The contentious atmosphere it fed in the Legislature affected negotiations concerning far more important issues facing the body. At least some legislative leaders believe the bad feelings created by the redistricting process are so strong that they will continue to haunt this year’s proceedings.

This disruptive process needs to be fixed, and there’s no time like the present to do the job.

Two state senators, a Republican and a Democrat, circulated a plan last summer that would set up an independent commission to draw up legislative and congressional districts based on population, not politics. The proposed map would go to the Legislature which could reject, but not change it. If it were rejected, it would go back to the commission for another try.

According to the senators’ plan, the cost of setting up the commission would be offset by eliminating the state’s census adjustment that seeks to return students and military personnel to their “home” addresses for the purposes of redistricting. Kansas is the only state in the union that attempts such a task. Its accuracy is questionable and the expense is unjustified. Establishing an independent redistricting commission would be a far better use of the funds.

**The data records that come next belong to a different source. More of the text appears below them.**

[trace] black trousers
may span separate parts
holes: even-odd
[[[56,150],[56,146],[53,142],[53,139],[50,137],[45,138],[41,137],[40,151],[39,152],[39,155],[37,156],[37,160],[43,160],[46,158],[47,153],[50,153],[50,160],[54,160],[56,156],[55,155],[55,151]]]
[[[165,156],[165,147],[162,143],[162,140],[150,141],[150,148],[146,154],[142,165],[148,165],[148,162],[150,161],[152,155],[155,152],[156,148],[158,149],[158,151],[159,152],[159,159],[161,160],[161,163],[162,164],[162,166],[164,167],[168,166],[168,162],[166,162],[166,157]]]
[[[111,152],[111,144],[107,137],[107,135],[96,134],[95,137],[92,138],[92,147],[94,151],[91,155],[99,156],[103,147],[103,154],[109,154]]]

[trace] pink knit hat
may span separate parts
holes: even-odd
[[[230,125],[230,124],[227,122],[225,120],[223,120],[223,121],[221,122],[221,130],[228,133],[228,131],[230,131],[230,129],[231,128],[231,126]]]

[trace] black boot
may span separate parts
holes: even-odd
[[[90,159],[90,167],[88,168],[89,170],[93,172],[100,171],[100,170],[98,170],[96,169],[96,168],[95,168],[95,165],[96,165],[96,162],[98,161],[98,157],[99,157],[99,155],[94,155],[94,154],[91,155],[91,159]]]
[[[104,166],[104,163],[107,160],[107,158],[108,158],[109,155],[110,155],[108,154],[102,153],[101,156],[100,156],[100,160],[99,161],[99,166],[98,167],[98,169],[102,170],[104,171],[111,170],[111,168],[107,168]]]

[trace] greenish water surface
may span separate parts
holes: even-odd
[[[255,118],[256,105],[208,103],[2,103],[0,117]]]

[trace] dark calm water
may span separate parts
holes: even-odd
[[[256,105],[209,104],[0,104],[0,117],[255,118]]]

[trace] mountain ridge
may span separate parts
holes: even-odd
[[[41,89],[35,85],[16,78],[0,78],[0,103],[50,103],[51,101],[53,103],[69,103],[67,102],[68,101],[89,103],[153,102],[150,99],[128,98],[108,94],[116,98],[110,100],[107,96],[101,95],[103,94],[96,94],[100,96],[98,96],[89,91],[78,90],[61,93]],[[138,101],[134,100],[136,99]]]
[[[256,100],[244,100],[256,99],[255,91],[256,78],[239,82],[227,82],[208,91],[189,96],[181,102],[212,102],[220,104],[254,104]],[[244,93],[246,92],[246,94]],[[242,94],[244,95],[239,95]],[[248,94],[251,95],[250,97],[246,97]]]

Although the goal of redistricting should be to preserve natural communities of interest and provide good representation for the people of Kansas, the current process primarily is focused on preserving election bases for incumbents and punishing the minority party. When it also is clear that the process and bad feelings of redistricting hinder the Legislature’s ability to conduct other business, it is time for change.

The plan proposed last summer may not be the ultimate answer, but it already is receiving favorable reviews from legislative leaders. Now, while the memory of last year’s redistricting fiasco is fresh in our memories, is the time to deal with the issue.